Teksten

Monnikenmoed

 

Een paar maanden geleden was ik op bezoek in het atelier van Hans en zag voor het eerst zijn grote schilderijen die hij Human paintings noemt. Ze raakten mij op eenzelfde manier als jaren geleden. Toen viel ik op een klein werkje van hem met een fragiel grijs mensfiguur op de rug gezien, omringt door stevige kleuren onder een glasplaat die met kaarsvet aan het canvas was gekleefd. Later had ik diezelfde ervaring bij een nog kleiner schilderijtje met tien handgeschreven strafregels onder elkaar: “alleen tekenend in het atelier”.

 

Bij het zien van deze Human paintings schoot mij vooral het woord moed te binnen in de dubbele betekenis van dit woord: de heldhaftige, onverzettelijke moed van mensen – het mannelijke zo je wilt – en de meer vrouwelijke kant van moed, je kwetsbaar durven opstellen.

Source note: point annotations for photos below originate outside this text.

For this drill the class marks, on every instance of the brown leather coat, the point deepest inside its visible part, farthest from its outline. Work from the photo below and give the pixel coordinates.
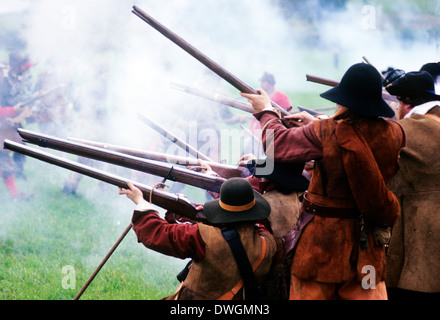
(413, 261)
(218, 273)
(328, 249)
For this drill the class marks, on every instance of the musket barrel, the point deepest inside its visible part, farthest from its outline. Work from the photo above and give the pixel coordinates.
(163, 199)
(224, 170)
(215, 97)
(213, 66)
(166, 171)
(189, 149)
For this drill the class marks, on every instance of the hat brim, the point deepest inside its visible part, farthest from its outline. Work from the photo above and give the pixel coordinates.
(363, 107)
(217, 215)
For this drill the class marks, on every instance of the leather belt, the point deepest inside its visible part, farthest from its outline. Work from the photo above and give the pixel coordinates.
(329, 212)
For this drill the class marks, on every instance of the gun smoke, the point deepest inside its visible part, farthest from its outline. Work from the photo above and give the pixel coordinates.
(114, 66)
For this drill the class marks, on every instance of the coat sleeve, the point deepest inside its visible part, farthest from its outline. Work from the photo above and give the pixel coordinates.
(177, 240)
(296, 144)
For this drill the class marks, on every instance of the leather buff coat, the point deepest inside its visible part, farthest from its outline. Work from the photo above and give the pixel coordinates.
(413, 261)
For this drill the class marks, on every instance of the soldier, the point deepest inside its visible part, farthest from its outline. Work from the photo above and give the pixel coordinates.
(356, 152)
(413, 263)
(214, 273)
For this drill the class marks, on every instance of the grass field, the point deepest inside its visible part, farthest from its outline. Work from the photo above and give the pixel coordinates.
(52, 243)
(40, 236)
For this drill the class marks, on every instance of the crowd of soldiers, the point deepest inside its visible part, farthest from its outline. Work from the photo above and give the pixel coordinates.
(365, 226)
(349, 211)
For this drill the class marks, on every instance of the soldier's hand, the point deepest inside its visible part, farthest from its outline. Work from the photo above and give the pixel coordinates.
(260, 101)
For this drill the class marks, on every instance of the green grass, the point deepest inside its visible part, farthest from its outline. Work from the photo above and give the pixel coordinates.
(40, 236)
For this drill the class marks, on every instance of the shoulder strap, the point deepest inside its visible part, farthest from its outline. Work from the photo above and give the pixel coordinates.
(244, 266)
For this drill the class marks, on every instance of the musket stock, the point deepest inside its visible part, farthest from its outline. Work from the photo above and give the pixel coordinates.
(225, 171)
(213, 66)
(172, 202)
(167, 171)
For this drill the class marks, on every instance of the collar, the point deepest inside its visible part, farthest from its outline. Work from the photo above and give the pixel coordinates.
(422, 108)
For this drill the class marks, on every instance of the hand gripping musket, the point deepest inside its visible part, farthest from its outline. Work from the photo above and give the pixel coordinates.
(213, 66)
(224, 170)
(166, 171)
(234, 103)
(161, 130)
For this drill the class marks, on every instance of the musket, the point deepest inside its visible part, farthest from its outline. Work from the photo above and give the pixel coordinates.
(333, 83)
(234, 103)
(161, 130)
(167, 171)
(172, 202)
(224, 170)
(213, 66)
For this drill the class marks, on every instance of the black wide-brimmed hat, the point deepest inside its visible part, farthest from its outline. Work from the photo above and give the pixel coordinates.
(238, 202)
(360, 90)
(415, 84)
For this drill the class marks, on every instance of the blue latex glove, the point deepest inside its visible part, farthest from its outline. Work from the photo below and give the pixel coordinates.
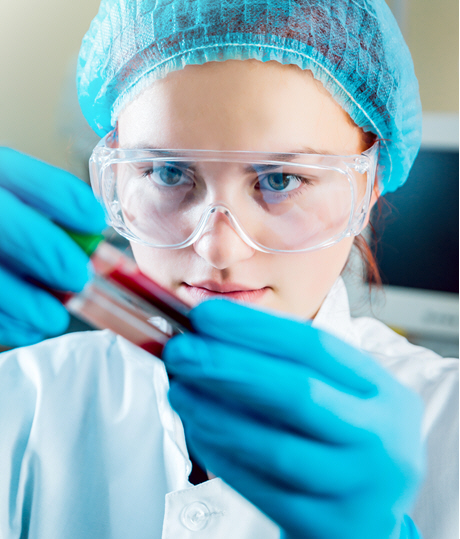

Kunstenaars hebben een markante traditie zich moedig te positioneren ten opzicht van bestaande machthebbers en de gangbare smaak: tegen de verdrukking en onderdrukking in zaken aan de orde stellen met het risico uitgestoten of verbannen te worden. De moed om de vrijheid te nemen af te wijken van de bestaande smaak of je daar tegen af te zetten. Vele grote en kleine namen zijn in dit verband te noemen.

Bij Hans zit voor mij de heldhaftige kant van moed niet zozeer in de inhoud van zijn werk of de omvang van zijn doeken. Die zit voor mij meer in de onverstoorbare wijze waarop hij werkt en zijn ambacht vorm geeft. Het is meer zijn monnikenmoed om elke dag, week in week uit, jaar op jaar als werkplek achter zijn bureau te gaan zitten en te wachten tot de beelden uit zijn penseel of potlood komen. Het is de moed van het vertrouwen dat altijd iets gaat komen.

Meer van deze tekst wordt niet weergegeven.